Elle devait être parfaite, le roi ne tolérait pas le moindre relâchement, la moindre peccadille. Son port devait être droit et élégant, son esprit alerte, vif et acéré. Lorsque ce n'était pas le cas, il lui demandait pourquoi, mais pourquoi l'obligeait-elle à faire ça ? Peu importait ensuite combien elle criait, suppliait, s'époumonait, jurait de ne jamais recommencer, rien n'y faisait,il l'y enfermait. Où ? Dans la pièce blanche. Une véritable chambre froide. Dont la température baissait de plus en plus selon la gravité de la faute. Ne pouvoir rien porter d'autre qu'une légère robe de lin blanche qui lui brûlait la peaux au moindre frottement. Et du blanc. Où que porte son regard, du blanc aveuglant à porte de vue. Elle y passait des jours à ne rien manger d'autre que du riz et à ne rien boire d'autre que de l'eau. Le silence toujours. Son père, celui qu'elle idolâtrait était devenu son haïssable geôlier. Dans cette pièce, où le froid était partout, il finit par glacer son coeur, elle résolut de se venger. Elle serait comme il le désirait: parfaite, mais aussi impitoyable.
Elle lut chaque histoire criminelle de la grande bibliothèque et finit par mettre au point un plan. Chaque fois qu'elle se regardait dans un miroir, elle se dégoûtait. Elle n'était qu'une poupée, une marionnette que l'on manipule à sa guise. "Je changerais ça", se disait-elle.
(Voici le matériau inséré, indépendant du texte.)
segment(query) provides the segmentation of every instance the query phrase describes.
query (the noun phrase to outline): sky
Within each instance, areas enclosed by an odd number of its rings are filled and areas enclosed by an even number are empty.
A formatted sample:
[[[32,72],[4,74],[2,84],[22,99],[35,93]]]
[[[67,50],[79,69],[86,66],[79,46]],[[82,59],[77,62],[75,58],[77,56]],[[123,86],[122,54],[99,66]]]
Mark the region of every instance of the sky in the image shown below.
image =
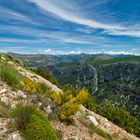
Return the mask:
[[[0,0],[0,52],[140,55],[140,1]]]

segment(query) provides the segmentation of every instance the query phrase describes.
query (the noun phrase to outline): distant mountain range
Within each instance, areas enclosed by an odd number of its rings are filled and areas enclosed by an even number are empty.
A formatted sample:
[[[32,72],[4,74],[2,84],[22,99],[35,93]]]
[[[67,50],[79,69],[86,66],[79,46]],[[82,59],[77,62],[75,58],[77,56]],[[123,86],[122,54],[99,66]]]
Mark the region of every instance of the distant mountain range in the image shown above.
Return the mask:
[[[88,89],[99,104],[123,107],[140,118],[140,56],[12,55],[50,71],[61,85]]]

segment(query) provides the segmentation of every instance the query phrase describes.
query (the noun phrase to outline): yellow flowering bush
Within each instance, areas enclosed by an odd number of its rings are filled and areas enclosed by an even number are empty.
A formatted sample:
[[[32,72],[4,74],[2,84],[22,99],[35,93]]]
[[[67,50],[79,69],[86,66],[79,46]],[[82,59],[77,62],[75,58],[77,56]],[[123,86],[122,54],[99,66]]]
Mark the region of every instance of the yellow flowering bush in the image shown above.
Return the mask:
[[[36,83],[26,77],[23,78],[23,81],[21,82],[21,86],[23,90],[28,93],[37,92]]]

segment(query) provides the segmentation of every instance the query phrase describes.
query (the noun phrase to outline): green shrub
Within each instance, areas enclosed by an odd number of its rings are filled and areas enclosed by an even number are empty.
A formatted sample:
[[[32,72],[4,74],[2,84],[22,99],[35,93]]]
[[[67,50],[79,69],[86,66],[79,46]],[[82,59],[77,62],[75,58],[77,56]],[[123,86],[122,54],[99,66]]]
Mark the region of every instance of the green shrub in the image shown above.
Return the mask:
[[[12,66],[0,64],[0,79],[13,87],[19,87],[21,75]]]
[[[99,136],[107,139],[107,140],[112,140],[113,138],[111,137],[111,135],[107,134],[106,132],[104,132],[102,129],[94,126],[93,124],[90,124],[89,126],[89,131],[91,134],[98,134]]]
[[[27,140],[57,140],[57,137],[48,122],[32,115],[25,129],[22,130]]]
[[[27,140],[57,140],[46,116],[33,106],[18,106],[12,111],[15,126]]]
[[[59,109],[58,115],[61,120],[70,121],[71,116],[74,115],[79,109],[79,105],[74,104],[72,101],[65,103]]]
[[[91,95],[88,95],[88,98],[85,100],[84,104],[83,104],[87,109],[96,112],[96,102],[93,99],[93,97],[91,97]]]
[[[98,107],[97,112],[119,125],[129,133],[135,134],[140,137],[140,123],[131,116],[126,110],[118,107],[112,107],[111,105]]]

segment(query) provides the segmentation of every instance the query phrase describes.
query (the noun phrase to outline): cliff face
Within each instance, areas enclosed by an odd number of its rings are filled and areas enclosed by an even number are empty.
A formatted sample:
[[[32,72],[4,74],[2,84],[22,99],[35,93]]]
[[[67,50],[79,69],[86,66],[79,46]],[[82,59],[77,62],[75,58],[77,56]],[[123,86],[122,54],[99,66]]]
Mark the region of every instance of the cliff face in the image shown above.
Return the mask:
[[[73,64],[55,69],[61,73],[53,73],[61,84],[86,88],[91,94],[94,93],[93,96],[98,103],[124,107],[132,115],[140,118],[139,62],[119,62],[99,66]]]
[[[6,65],[8,69],[5,69],[6,67],[2,67]],[[64,93],[56,85],[52,84],[51,82],[44,79],[43,77],[35,74],[27,67],[25,68],[23,65],[16,63],[15,61],[13,62],[3,56],[0,57],[0,66],[1,69],[4,68],[3,70],[6,70],[6,71],[1,71],[0,74],[0,139],[23,140],[24,138],[22,137],[22,135],[20,135],[20,131],[17,130],[13,125],[15,120],[11,118],[11,116],[8,113],[10,113],[10,111],[13,108],[16,108],[21,104],[29,104],[29,105],[35,105],[35,107],[38,108],[38,110],[42,109],[41,112],[45,115],[45,117],[46,116],[49,117],[51,113],[51,117],[53,118],[53,115],[56,115],[54,114],[55,113],[54,108],[57,106],[54,106],[54,101],[51,98],[46,99],[46,96],[44,94],[41,93],[33,94],[32,90],[27,92],[25,91],[25,89],[17,88],[16,85],[13,85],[13,83],[9,83],[9,79],[4,80],[2,73],[4,72],[8,73],[10,78],[12,77],[12,75],[7,70],[10,71],[13,70],[15,72],[14,78],[16,78],[19,75],[18,82],[21,82],[23,79],[20,78],[23,77],[26,80],[28,79],[28,82],[30,81],[25,86],[30,85],[32,87],[33,83],[34,84],[43,83],[45,86],[49,87],[49,89],[51,89],[53,93],[57,95],[64,94]],[[97,73],[96,73],[96,69],[93,66],[91,65],[78,66],[76,71],[73,72],[78,74],[81,82],[85,82],[86,84],[87,80],[91,82],[94,79],[93,83],[95,86],[97,86],[97,79],[96,79]],[[14,80],[13,82],[16,83],[15,79],[12,80]],[[19,84],[18,82],[17,84]],[[22,82],[20,84],[22,84]],[[48,101],[47,104],[46,101]],[[50,124],[54,130],[57,130],[58,132],[62,133],[62,137],[61,137],[62,140],[65,139],[139,140],[134,135],[127,133],[120,127],[108,121],[106,118],[101,117],[100,115],[92,111],[89,111],[82,105],[80,105],[79,110],[75,114],[73,114],[73,120],[74,120],[74,124],[67,125],[65,122],[62,122],[58,119],[50,119]],[[44,138],[44,140],[46,139],[47,138]]]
Elle commença par mettre à exécution la première étape de son plan: convaincre son père qu'il avait réussi à la briser, à en faire sa parfaite petite princesse. Cela fut relativement simple, bien que long à réaliser, trois ans. Après tous les gens ne voient que ce qu'ils veulent voir. Il avait été enchanté qu'elle soit même devenu avide d'apprendre. Elle lui avait demandé si elle pouvait prendre des cours de théâtre qu'il lui avait bien volontiers accordés ! Elle devint d'un sang froid et d'une patiente à toute épreuve. Elle voulu ensuite apprendre son métier pour se préparer à prendre sa succession. Après tout n'allait-elle pas bientôt devenir sa digne héritière, aussi inhumaine que lui ? Il satisfit immédiatement son désir, lui montrant toutes les arcanes de son mondes, celui de la finance. Ensuite, de son propre chef, il la présenta aux employés, en tant que son successeur. Bien. Tout était en place, il ne lui restait plus qu'à demander à son très cher père de lui apprendre à s'occuper des robots de la maison. Par exemple celui qui servait de médecin. Le roi, dans un excès de fantaisie avait demandé à ce que lui soit accordé un diplôme de médecine. Grâce à son argent son voeu avait été exaucé. Ce robot pouvait même faire les constatation de décès. Mais, comme à tous robots, on pouvait tout de même lui faire faire ce que l'on souhaitait. Il n'avait pas l'éthique d'un docteur. Elle s'attacha à gagner la confiance et la sympathie des employés en se montrant aimable et, grâce à sa santé supposé fragile, cela fut chose aisé. Elle manifesta à son père un désir de voir le monde, désir qu'il croyait éradiqué chez elle. Il devait donc l'enfermer à nouveau...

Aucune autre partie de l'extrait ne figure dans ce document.